The detection unit further comprises an optical detector 25, in this embodiment a photomultiplier tube (MEA 153, Seefelder Messtechnik, Seefelder, Germany), for detecting the optical emission from the respective ones of the detection regions, in this embodiment the fluorescence emission, and at least one filter 27, in this embodiment two band pass filters (BP 450-490 nm, 515-560 nm) disposed upstream of the optical detector 25. In an alternative embodiment the optical detector 25 could comprise a CCD color camera (Sony Corporation, Japan).

The measurement system further comprises a data acquisition unit 31 which is connected to the optical detector 25 for logging the output signal thereof.

The measurement system further comprises a power supply unit 33 for applying potentials at the electrodes in each of the sample reservoirs 8, the sample waste reservoirs 11, the buffer reservoir 15 and the buffer waste reservoir 17. For ease of illustration, FIG. 2 illustrates the power supply unit 33 connected to the sample reservoir 8 and the sample waste reservoir 11 of only one of the separation units 3. In this embodiment each electrode is connected to two power supplies (F.u.G. Elektronik GmbH, Roseheim, Germany) and one ground line through relays, thereby enabling two different voltages and ground potential to be applied to each electrode in any run. In this embodiment the electrodes in the buffer reservoirs 15, 17 comprise elongate, linear platinum wire electrodes. Platinum wire electrodes are utilized to minimize the generation of air bubbles by electrolysis at the surface of the electrodes [25]. Electrolysis at the electrode surfaces is particularly evident in multiplexed systems as the current is many times higher than in single-channel systems. The use of long linear electrodes also has the particular advantage of ensuring that the potential is the same at the same length points for each of the separation channels 5.
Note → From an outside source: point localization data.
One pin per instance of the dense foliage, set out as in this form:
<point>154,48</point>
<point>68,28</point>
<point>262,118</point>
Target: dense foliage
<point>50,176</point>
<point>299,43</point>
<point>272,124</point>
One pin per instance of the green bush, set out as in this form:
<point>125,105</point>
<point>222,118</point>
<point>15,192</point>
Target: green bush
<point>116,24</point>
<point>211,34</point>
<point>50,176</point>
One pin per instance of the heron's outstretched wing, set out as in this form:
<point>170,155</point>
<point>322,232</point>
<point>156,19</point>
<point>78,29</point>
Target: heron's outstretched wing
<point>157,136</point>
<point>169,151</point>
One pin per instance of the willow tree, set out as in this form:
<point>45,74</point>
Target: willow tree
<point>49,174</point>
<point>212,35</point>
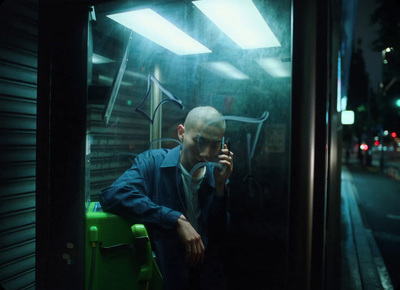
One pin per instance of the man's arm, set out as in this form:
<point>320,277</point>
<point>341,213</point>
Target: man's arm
<point>129,197</point>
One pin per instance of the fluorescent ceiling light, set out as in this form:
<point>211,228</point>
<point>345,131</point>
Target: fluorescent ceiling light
<point>275,67</point>
<point>241,21</point>
<point>224,70</point>
<point>99,59</point>
<point>108,81</point>
<point>151,25</point>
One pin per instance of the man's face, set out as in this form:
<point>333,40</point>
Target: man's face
<point>201,144</point>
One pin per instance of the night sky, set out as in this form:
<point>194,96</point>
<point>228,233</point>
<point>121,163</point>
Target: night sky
<point>367,33</point>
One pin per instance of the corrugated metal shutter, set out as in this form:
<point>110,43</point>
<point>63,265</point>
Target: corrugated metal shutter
<point>18,79</point>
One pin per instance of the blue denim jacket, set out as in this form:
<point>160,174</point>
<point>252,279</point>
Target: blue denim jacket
<point>151,192</point>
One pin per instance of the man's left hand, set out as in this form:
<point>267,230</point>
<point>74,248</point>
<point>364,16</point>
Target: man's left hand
<point>222,176</point>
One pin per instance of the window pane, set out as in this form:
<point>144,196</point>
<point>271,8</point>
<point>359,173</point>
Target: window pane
<point>145,79</point>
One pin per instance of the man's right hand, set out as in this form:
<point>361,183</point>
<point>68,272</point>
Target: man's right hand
<point>191,239</point>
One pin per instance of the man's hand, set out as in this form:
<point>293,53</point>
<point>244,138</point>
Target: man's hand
<point>191,239</point>
<point>222,176</point>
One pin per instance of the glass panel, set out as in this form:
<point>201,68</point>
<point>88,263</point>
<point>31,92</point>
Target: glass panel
<point>142,88</point>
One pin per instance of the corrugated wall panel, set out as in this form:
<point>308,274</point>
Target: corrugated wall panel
<point>18,89</point>
<point>114,147</point>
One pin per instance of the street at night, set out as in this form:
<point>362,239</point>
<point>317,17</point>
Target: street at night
<point>378,198</point>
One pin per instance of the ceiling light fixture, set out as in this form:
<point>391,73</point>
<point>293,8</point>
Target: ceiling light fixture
<point>275,67</point>
<point>241,21</point>
<point>224,70</point>
<point>151,25</point>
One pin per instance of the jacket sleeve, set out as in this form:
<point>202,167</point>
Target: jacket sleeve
<point>219,218</point>
<point>129,196</point>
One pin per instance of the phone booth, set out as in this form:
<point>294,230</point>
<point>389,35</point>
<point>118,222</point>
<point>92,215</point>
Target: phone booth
<point>116,78</point>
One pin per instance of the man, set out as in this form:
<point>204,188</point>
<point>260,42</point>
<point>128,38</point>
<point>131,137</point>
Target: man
<point>181,202</point>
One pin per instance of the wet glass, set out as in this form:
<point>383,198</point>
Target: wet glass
<point>141,89</point>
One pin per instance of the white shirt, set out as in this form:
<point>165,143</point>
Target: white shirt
<point>191,187</point>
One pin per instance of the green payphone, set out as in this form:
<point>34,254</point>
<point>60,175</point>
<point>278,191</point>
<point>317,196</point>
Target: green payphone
<point>118,254</point>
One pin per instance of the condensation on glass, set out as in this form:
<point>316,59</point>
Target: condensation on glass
<point>144,79</point>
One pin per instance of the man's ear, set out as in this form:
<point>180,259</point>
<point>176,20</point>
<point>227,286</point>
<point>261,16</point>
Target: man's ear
<point>181,132</point>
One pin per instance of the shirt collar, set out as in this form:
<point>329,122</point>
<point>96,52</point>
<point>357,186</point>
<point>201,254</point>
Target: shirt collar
<point>172,158</point>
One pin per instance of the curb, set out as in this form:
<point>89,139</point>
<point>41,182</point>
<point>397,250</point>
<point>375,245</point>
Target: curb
<point>362,264</point>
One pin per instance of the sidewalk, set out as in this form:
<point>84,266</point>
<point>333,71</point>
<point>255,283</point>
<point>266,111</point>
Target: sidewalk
<point>362,266</point>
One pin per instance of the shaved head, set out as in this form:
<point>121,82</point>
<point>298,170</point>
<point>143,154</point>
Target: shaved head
<point>204,116</point>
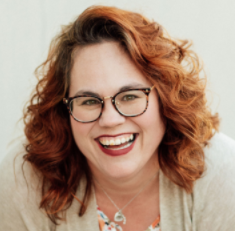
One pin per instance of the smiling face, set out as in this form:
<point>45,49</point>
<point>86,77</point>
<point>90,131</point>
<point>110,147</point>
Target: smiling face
<point>104,69</point>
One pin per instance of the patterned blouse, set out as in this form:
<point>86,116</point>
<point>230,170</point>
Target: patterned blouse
<point>108,225</point>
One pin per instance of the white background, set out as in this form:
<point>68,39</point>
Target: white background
<point>27,27</point>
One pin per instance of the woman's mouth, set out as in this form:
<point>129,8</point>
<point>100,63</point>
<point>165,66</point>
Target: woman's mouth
<point>119,145</point>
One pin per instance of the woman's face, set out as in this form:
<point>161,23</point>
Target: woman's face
<point>104,69</point>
The measurement system further comprises a processing unit 35, in this embodiment a personal computer, for controlling the power supply unit 33 and operating on the acquired data. In this embodiment the data acquisition unit 31 and the power supply unit 33 are operated under the control of a Labview program (Version 5.0, National Instruments, Austin, Tex., US), with data being acquired at a rate of 50 points/s.

Operation of the above-described measurement system of the present invention will now be described with reference to the following non-limiting Example.

Reagents and Solutions

A running buffer solution was prepared from 50 mM each of Tris (hydroxymethyl) aminomethane (Tris) (Lancaster Synthesis, Morecambe, UK) and N-tris (hydroxymethyl) methyl-3-aminopropanesulfonic acid (TAPS) (Merck, Leics, UK) (pH 8.8).

A sample solution containing 1 μg/mL fluorescein and 5 μg/mL fluorescein-5-isothiocyanate was prepared from fluorescein (Fluka, Buchs, Germany) and fluorescein-5-isothiocyanate (FITC) (Merck, Darmstadt, Germany) with the running buffer solution.

Experimental

The microchip 1 was first filled with ethanol by filling the buffer supply reservoir 15 and allowing the separation channels 5 and the sample channels 9, 13 to fill by capillary action. The buffer reservoirs 15, 17 were then each flushed with de-ionized water and loaded with 1.5 mL of buffer solution. An electric field was then applied between the buffer reservoirs 15, 17 to fill the separation channels 5 by electroosmotic flow. The separation units 3 were then ready for CE separation.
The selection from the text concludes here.